Orono

Orono nursing home to test all residents and staff as patient tests positive for COVID-19

All residents and staff at an Orono nursing facility will be tested for the coronavirus after a single patient recently admitted from a local hospital tested positive.

The testing at Orono Commons — a skilled nursing and rehabilitation facility — will take place Tuesday, according to Dr. Richard Feifer, chief medical officer for Orono Commons’ Pennsylvania-based parent company, Genesis HealthCare.

The patient tested positive while still in a special quarantine unit after being admitted from an area hospital, Feifer said, which likely minimized the risk of exposure to other patients and staff at the 80-bed facility. Patients stay in that unit for 14 days, where they are tested twice — on days four and 12 of the quarantine — and monitored every eight hours for symptoms of COVID-19, Feifer said.

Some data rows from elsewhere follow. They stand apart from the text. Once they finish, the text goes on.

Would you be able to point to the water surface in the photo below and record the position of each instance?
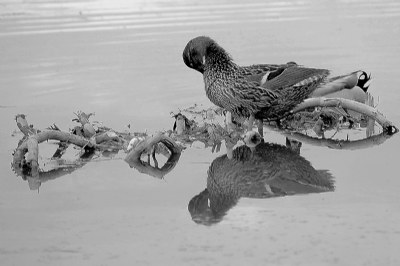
(122, 60)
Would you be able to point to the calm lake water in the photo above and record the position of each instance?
(123, 60)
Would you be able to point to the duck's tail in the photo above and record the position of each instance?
(358, 80)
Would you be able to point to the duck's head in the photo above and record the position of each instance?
(195, 52)
(203, 50)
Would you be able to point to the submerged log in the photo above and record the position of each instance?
(147, 147)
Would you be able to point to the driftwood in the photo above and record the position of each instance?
(350, 105)
(148, 146)
(26, 156)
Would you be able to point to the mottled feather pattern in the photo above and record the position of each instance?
(265, 91)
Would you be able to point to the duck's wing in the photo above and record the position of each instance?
(294, 76)
(259, 73)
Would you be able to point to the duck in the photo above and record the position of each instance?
(261, 91)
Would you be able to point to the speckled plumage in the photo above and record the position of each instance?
(262, 91)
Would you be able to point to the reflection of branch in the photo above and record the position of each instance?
(351, 105)
(340, 144)
(133, 157)
(31, 146)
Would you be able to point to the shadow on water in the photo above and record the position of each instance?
(271, 170)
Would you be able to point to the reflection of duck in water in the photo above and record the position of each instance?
(271, 170)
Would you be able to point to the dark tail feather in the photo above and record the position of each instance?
(363, 80)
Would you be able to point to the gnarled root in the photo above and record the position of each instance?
(369, 111)
(147, 146)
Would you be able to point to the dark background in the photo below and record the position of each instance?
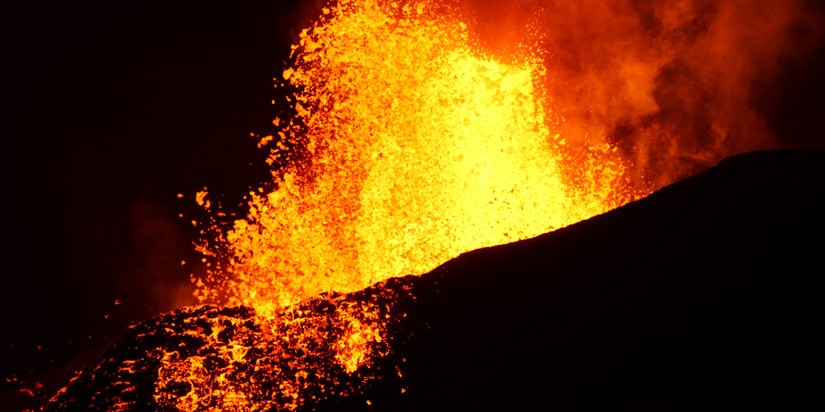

Feifer called the universal testing a precaution. The Maine Center for Disease Control and Prevention recommends universal testing when facilities report a single case, a change from earlier in the spring when the agency recommended universal testing after three cases due to what was then a limited supply of tests.

Maine continues to address outbreaks at a number of nursing homes in the state that have accounted for hundreds of coronavirus cases and, as of earlier this month, more than half of the state’s coronavirus-related deaths. The virus can transmit easily in nursing homes, where residents live in close quarters and are more susceptible to its complications.

While Maine has seen its largest outbreaks in nursing homes, it has some of the nation’s lowest rates of COVID-19 infections and deaths among nursing home residents.